Jakarta – Ketua Umum Partai Golkar Setya Novanto mengatakan partainya akan terus mendukung pemerintah Presiden Joko Widodo. Ia bahkan menegaskan Partai Golkar akan mengusung Joko Widodo kembali dalam pemilihan presiden 2019.

“Tahun 2019 sangat pendek.
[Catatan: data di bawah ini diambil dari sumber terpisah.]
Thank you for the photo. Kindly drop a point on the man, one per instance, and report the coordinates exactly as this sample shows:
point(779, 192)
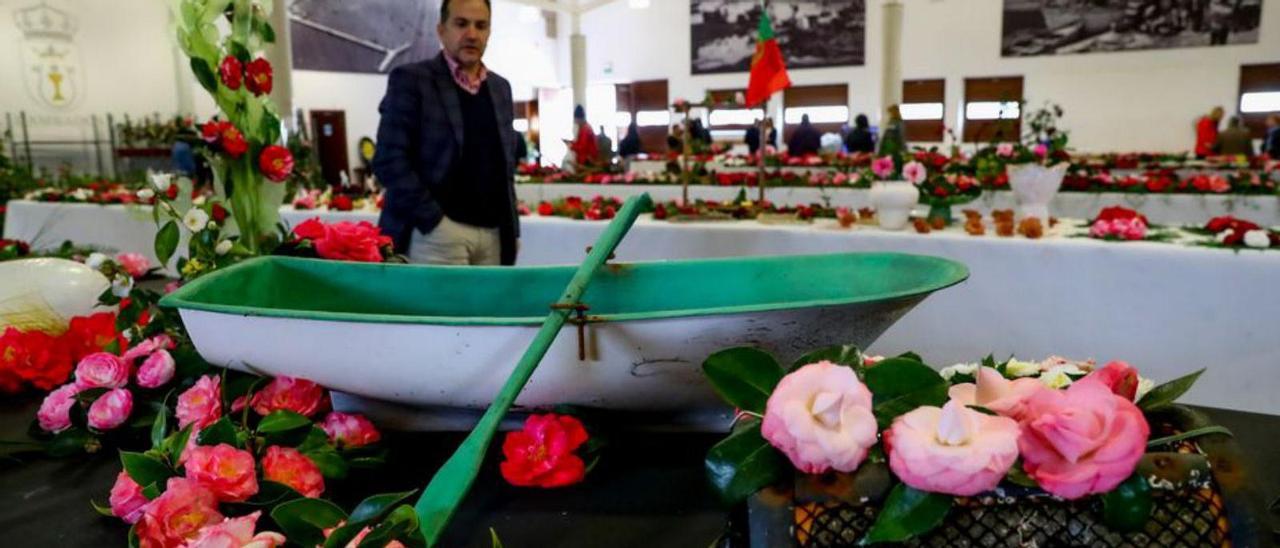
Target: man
point(446, 150)
point(1206, 133)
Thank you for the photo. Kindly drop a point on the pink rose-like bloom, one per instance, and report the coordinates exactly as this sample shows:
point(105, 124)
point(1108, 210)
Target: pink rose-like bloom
point(224, 470)
point(101, 370)
point(300, 396)
point(1082, 441)
point(997, 393)
point(55, 411)
point(350, 430)
point(293, 469)
point(882, 167)
point(110, 410)
point(201, 405)
point(127, 499)
point(156, 370)
point(135, 264)
point(178, 515)
point(236, 533)
point(821, 418)
point(914, 172)
point(952, 450)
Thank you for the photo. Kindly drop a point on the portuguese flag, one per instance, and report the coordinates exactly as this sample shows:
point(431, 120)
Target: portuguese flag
point(768, 68)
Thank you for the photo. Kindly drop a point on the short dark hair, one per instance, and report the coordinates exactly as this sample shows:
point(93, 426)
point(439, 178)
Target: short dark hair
point(444, 9)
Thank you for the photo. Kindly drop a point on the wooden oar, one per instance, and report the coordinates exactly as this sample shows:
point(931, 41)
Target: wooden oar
point(451, 483)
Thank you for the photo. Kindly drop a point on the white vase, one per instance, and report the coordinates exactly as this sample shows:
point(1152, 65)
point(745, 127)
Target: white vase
point(1034, 187)
point(894, 201)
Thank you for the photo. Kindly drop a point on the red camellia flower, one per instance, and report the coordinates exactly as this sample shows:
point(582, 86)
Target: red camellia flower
point(233, 141)
point(277, 163)
point(542, 453)
point(259, 77)
point(232, 72)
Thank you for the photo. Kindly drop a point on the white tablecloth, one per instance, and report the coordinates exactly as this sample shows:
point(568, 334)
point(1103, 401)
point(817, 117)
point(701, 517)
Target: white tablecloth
point(1165, 309)
point(1161, 209)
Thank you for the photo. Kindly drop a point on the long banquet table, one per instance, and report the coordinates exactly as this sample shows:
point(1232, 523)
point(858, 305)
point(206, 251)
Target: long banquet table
point(1166, 309)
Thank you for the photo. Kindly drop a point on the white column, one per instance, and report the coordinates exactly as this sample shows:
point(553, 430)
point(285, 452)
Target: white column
point(891, 49)
point(280, 55)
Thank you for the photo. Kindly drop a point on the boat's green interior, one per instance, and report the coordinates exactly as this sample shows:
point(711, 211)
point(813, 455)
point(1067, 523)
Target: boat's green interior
point(307, 288)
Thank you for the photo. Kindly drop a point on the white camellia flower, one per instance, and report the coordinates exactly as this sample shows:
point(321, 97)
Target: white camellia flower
point(1257, 238)
point(195, 219)
point(959, 369)
point(95, 260)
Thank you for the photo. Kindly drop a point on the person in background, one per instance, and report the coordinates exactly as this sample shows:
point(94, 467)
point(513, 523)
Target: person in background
point(1206, 132)
point(446, 150)
point(586, 149)
point(805, 140)
point(630, 144)
point(860, 138)
point(1271, 144)
point(894, 137)
point(1235, 140)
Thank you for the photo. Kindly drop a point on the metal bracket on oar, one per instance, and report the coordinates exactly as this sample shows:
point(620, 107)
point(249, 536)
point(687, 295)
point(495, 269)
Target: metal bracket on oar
point(580, 320)
point(449, 484)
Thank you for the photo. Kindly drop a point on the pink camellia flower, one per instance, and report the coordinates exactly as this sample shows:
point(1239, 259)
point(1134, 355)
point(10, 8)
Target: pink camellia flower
point(882, 167)
point(1119, 377)
point(55, 411)
point(821, 418)
point(127, 499)
point(1082, 441)
point(951, 450)
point(293, 469)
point(236, 533)
point(914, 172)
point(224, 470)
point(101, 370)
point(135, 264)
point(201, 405)
point(350, 430)
point(156, 370)
point(300, 396)
point(178, 515)
point(993, 392)
point(110, 410)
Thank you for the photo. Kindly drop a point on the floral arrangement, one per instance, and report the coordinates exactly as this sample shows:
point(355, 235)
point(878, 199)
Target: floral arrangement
point(1070, 429)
Sepanjang rakyat dukung Jokowi, saya akan dukung,” kata Setya di Kompleks Parlemen, Senayan, Kamis, 19 Mei 2016.

Setya juga sesumbar dia dan Golkar siap membela Jokowi. “Ini pernyataan saya selaku ketua umum, tolong dicatat,” katanya.

Musyawarah Nasional Luar Biasa Partai Golkar di Bali, 15-17 Mei 2016, merekomendasikan Partai Golkar keluar dari Koalisi Merah Putih dan bergabung dengan koalisi pemerintahan. Musyawarah menetapkan Setya Novanto sebagai nahkoda baru Partai Golkar. Aburizal Bakrie ditetapkan sebagai Ketua Dewan Pembina yang nantinya bisa memberi rekomendasi calon presiden yang akan dicalonkan Partai Golkar.

Menanggapi hal tersebut, Pengamat politik Pusat Kajian Islam & Pancasila Yudha Firmansyah ketika dikonfirmasi mengenai hal tersebut mengatakan, sikap partai tersebut merupakan dinamika politik biasa, yang bisa jadi merupakan ekses langsung dari munaslub yang dilaksanakan baru-baru ini dalam artian politik transaksional atau mungkin karena tidak ada figur internal yang dianggap bisa menyaingi Presiden Jokowi dalam menghadapi Pemilihan Presiden 2019.

Berikutnya kita lihat saja perkembangan dan sikap politik Partai berlambang beringin ini kedepan apakah konsisten dengan pilihannya atau tidak, karena jelas politik sangat dinamis dan tidak ada yang pasti dalam politik, tergantung isu dan perkembangan kedepan, imbuh Yudha.